AI-generated summary
Why It Matters
Bitcoin network transaction counts have surged since January 2026, reaching near all-time highs, despite the asset's price trading significantly below its peak. This activity is characterized by a high volume of small-value transactions.
Transaction counts on the Bitcoin network are climbing despite the top crypto asset trading nearly 50% from its all-time high price of $126,080.
Data gathered by crypto analytics firm CryptoQuant indicates that network activity has been steadily rising since January 2026, and recently reached its highest level since late 2024, now sitting just 7% below its all-time high activity levels recorded in September 2024.
“This above-trend reading has been sustained for several weeks and marks the first positive activity regime since mid-2024, contrasting sharply with Bitcoin's ongoing bear market price decline,” the firm wrote.
Total and daily average transaction counts have hit near-record highs according to the firm, which noted that activity had previously been contracting since December 2024.
Yet, while activity is rising, the economic value of those transactions is noticeably small.
“The economic content of these transactions differs materially from prior high-activity periods,” the report reads.
Transaction cohorts of less than 0.01 BTC and less than 0.001 BTC have each seen a sizable uptick, collectively representing around 80% of daily transactions—up from 44% in 2023, according to the CryptoQuant data.
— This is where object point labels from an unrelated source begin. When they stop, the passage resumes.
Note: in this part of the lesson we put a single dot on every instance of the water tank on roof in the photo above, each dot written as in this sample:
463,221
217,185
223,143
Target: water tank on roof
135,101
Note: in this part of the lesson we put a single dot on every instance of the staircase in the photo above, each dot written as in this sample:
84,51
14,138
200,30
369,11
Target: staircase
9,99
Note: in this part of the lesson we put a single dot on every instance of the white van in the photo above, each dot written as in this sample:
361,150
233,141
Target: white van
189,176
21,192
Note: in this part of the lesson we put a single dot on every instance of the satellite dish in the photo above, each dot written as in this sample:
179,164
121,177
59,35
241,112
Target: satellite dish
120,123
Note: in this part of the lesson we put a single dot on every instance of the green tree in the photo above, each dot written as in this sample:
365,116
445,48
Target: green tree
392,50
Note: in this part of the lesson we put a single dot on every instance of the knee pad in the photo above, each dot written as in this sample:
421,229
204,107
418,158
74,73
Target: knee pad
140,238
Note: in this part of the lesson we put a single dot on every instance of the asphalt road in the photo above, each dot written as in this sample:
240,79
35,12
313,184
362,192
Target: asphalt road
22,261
The firm views that as a sign of “protocol-driven activity,” which maintains high volumes, but low value per transaction.
Further evidence of this protocol-level drive is the correlated uptick in “OP_RETURN” usage, a Bitcoin transaction output field that allows users to attach information to their BTC transactions.
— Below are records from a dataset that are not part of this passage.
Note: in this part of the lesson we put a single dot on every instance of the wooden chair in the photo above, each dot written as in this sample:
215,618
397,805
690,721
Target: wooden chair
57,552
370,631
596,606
While the field previously had a byte limit, it was removed last year after a contentious debate.
“Usage has spiked to near-record levels in 2026,” the analytics firm wrote, highlighting Bitcoin NFT activity and time-stamping services among other OP_RETURN uses. “These protocols generate high volumes of dust-value transactions, directly explaining the low-value cohort surge.”
Though its network transaction count is rising, Bitcoin’s price is not. BTC is down 17% in the last 30 days of trading, recently changing hands at $63,865.
Open Questions
- Will the rising transaction count translate to future price increases?
- What is the long-term sustainability of protocol-driven activity?